Her yıl çok sayıda ziyaretçi akınına uğrayan ve toplam 62 kilometre uzunluğunda üç vadiden oluşan halk arasında “Doğu’nun Kapadokya’sı” olarak da adlandırılan Narman Peri Bacaları fotoğraf meraklılarının tek uğrak yeri haline geldi. Erzurum Kültür ve Turizm İl Müdürlüğü, Atatürk Üniversitesinin ilgili birimleri ve Kuzey Doğu Anadolu Kalkınma Ajansı (KUDAKA) tarafından sürdürülen çalışmalar sonucu turizme kazandırılan alanda yapılaşmaya izin verilmeyerek doğallığı korunuyor.
Doğu Anadolu nadide bölge jeolojisinin bir hediyesi gibi Narman ilçe sınırlarında yer alan Peri Bacaları temel olarak bölgeye has sıkışma tektoniğinin ürünüdür. Yer aldığı bölgeyi bir açık hava müzesi haline getiren bu eşsiz şekillenmenin seyredildiği bölge başka bir adlandırma ile de “Kırmızı Periler Diyarı” olarak bilinmektedir. Narman Peri Bacaları jeolojik bakımdan, oluşumu Pliyosen çağ’a kadar dayanan bir geçmişe sahiptir. Başlıca kırmızı kum taşları ve benzer renkteki çakıl taşlarından kaynaşarak oluşan bir yapıya sahip olup; yapılan incelemeler neticesinde çağlar boyunca olagelen karasal fasiyeler ve diğer atmosferik koşullar sonucunda oluşan aşınmalarla şekillendiği bilinmektedir.

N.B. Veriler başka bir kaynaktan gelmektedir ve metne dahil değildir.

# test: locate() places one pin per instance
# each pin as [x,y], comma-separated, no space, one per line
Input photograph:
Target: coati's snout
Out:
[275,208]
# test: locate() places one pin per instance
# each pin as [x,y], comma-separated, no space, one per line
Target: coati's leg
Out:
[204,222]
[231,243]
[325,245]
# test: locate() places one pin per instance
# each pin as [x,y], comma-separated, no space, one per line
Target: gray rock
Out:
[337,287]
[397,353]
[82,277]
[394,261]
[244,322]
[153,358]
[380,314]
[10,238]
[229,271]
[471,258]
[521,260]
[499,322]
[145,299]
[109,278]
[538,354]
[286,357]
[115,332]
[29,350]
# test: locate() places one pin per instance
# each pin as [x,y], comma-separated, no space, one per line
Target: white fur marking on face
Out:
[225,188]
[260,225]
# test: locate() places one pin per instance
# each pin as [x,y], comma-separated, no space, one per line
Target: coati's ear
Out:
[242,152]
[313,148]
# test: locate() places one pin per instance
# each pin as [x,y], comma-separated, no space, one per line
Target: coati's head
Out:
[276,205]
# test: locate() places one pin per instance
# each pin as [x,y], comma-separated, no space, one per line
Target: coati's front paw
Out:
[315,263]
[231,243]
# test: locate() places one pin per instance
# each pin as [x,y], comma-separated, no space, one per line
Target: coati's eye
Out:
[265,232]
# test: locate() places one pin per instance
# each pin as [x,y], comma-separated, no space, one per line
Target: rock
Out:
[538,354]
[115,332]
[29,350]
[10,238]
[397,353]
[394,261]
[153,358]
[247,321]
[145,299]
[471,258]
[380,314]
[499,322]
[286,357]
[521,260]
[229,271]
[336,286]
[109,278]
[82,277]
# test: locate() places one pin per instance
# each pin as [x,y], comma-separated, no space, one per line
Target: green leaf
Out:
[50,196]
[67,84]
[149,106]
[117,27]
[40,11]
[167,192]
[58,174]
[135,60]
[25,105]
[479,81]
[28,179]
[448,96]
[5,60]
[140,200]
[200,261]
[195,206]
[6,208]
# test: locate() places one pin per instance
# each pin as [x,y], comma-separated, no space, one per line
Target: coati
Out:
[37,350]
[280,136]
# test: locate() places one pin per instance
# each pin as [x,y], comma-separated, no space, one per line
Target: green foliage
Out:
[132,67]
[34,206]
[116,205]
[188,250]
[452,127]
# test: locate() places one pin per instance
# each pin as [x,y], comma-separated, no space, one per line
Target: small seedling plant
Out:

Kırmızı Periler Diyarının bir benzeri halindeki Kapadokya’daki oluşumlardan ayıran en belirgin özelliği ise oluşumların tortul biçimlerden meydana gelişidir. Bilindiği üzere Kapadokya Peri Bacaları ve volkanik bir yapıya sahiptir. Oysa Narman Peri Bacaları sedimanter bir yapıya sahip olup; yer aldığı bölgede gözlenen Pliyo – Kuvaterner tortul kayaçlarda bulunan demir elementi dolayısıyla da hem daha dayanıklı bir yapıya hem de daha kırmızı bir renge sahiptir.
Hali hazırda 2012 yılında UNESCO Türkiye Milli Komitesi tarafından Dünya Geçici Miras listesine alınmış bulunan Narman Peri Bacaları Erzurum Kültür ve Turizm İl Müdürlüğü, Atatürk Üniversitesi ilgili birimleri ve Kuzey Doğu Anadolu Kalkınma Ajansı tarafından sürdürülen çalışmalar neticesinde turistik bir nitelik kazanmış, son iki yıldan bu yana yöreye gelen yerli ve yabancı bir çok turist sayısında kayda değer bir artış gözlenmiştir.
Bugün itibarıyla UNESCO ve İTÜ tarafından yürütülen ortak çalışmayla yörede diğer yapılaşmanın önüne geçilmiş, toplam 62 km uzunluğunda üç vadiden oluşan alanın projelendirme çalışmaları ve günü birlik tesis kurma çalışmaları devam etmektedir.